Set up an appointment with yourself, just as you would for a meeting or a doctor’s appointment. Be respectful of your own time by blocking off time, writing it down, and sticking to your personal appointment.
Of course, things come up — but as you would for any other meeting or appointment, you can always reschedule with yourself.
When planning your “appointment,” consider where you’ll spend your time and what you will need to do to prepare.
Can you truly relax for a meditation session if you’re sitting at your desk at work? Or if your plan is to go out for a walk, do you have the right shoes or need an umbrella? Find a space where you can take your self-care time and focus on yourself without feeling guilty or unprepared.
Better yet, don’t just put self-care on your calendar once. Make it a recurring event with yourself. Self-care is not just a one-time thing; it’s an ongoing practice to help make sure you don’t burn out from the stresses of everyday life.
Getting in some movement is a great way to practice self-care. While we all know that exercise is important to our health, not finding the time is often a big reason we don’t do it enough.
If you have a goal to exercise for 30 minutes a day, consider breaking up that goal into three 10-minute blocks of movement so it feels more manageable.
If exercise isn’t possible on a given day, you can try supplementing with meditation or mindfulness practices throughout the day. There are even some really helpful apps and websites that can guide you through different meditations based on the time you have available.
This breakup technique can be applied to a lot of self-care activities like reading a book, listening to a podcast, or scrolling through positive content on social media.
When it comes to social media, try to create a positive space that brings you joy or connects you to people who inspire you. There are many other people living with psoriasis who post about their journeys on social media.
Connecting with, and talking with, others who understand what you’re going through can be a very productive form of self-care.
If the idea of setting aside an hour for yourself makes you feel guilty or stressed, then consider starting with one activity for just a few moments a day.
Practicing self-care doesn’t have to be time-consuming, it just needs to be meaningful and purposeful to you.
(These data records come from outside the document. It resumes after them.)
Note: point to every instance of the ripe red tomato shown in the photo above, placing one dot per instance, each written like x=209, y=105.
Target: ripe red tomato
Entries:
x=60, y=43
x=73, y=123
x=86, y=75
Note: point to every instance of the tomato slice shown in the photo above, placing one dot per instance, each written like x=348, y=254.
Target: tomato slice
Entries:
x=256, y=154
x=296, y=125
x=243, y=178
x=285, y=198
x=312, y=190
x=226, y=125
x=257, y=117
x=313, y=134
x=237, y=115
Plus, once you start noticing the results of doing even small activities for yourself, you feel motivated to make more time to practice self-care.
Here are a few simple ideas to help get you started:
Sometimes self-care is not even about doing something new.
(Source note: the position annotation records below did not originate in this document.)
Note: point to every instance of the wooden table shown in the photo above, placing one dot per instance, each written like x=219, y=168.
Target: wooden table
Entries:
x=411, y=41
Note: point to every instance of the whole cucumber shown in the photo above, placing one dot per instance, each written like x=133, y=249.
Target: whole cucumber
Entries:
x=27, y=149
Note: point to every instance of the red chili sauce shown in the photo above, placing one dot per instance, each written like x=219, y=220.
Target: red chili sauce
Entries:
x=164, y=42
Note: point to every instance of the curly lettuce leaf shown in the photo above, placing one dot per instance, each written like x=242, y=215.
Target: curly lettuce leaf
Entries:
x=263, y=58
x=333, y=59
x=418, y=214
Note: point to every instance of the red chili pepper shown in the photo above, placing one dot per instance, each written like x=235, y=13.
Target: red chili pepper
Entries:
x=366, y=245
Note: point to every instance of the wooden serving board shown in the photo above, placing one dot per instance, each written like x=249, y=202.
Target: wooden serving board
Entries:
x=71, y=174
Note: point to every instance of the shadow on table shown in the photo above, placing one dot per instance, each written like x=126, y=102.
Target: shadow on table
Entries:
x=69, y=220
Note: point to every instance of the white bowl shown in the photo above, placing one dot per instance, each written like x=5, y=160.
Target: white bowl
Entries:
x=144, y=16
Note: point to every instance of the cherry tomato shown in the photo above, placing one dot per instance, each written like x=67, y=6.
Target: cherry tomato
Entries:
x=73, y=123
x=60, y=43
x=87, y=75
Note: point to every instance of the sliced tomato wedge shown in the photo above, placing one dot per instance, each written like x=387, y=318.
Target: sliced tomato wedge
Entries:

Self-care can mean saying no to something or de-prioritizing something that you don’t have time for. It can also be setting boundaries based on the time and energy that you do have.
Sometimes self-care is simply releasing the feelings that have been building up. For me, this sometimes includes a good cry or nice, long vent session with a loved one.
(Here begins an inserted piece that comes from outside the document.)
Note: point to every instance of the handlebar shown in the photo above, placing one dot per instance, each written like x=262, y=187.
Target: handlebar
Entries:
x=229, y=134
On the opposite end of the spectrum, self-care could also just be taking some time to be alone. The symptoms of psoriasis can impact us mentally and physically, so it’s essential to check in with yourself and emotions.
Sometimes people feel like they need to wake up earlier to fit self-care into their routine.
If you’re not a morning person or already have a jam-packed morning, consider setting an alarm to start your bedtime routine earlier. In addition to the things you regularly do, like washing your face and brushing your teeth, try adding time to journal about your day or to read a few pages from a book.
There are so many ways to practice self-care that can fit within your lifestyle and won’t add any stress to your life.
When you live with psoriasis, it’s important to remember that self-care extends beyond physically treating psoriasis symptoms. The main focus of self-care should be finding activities that bring you happiness and moments of relaxation.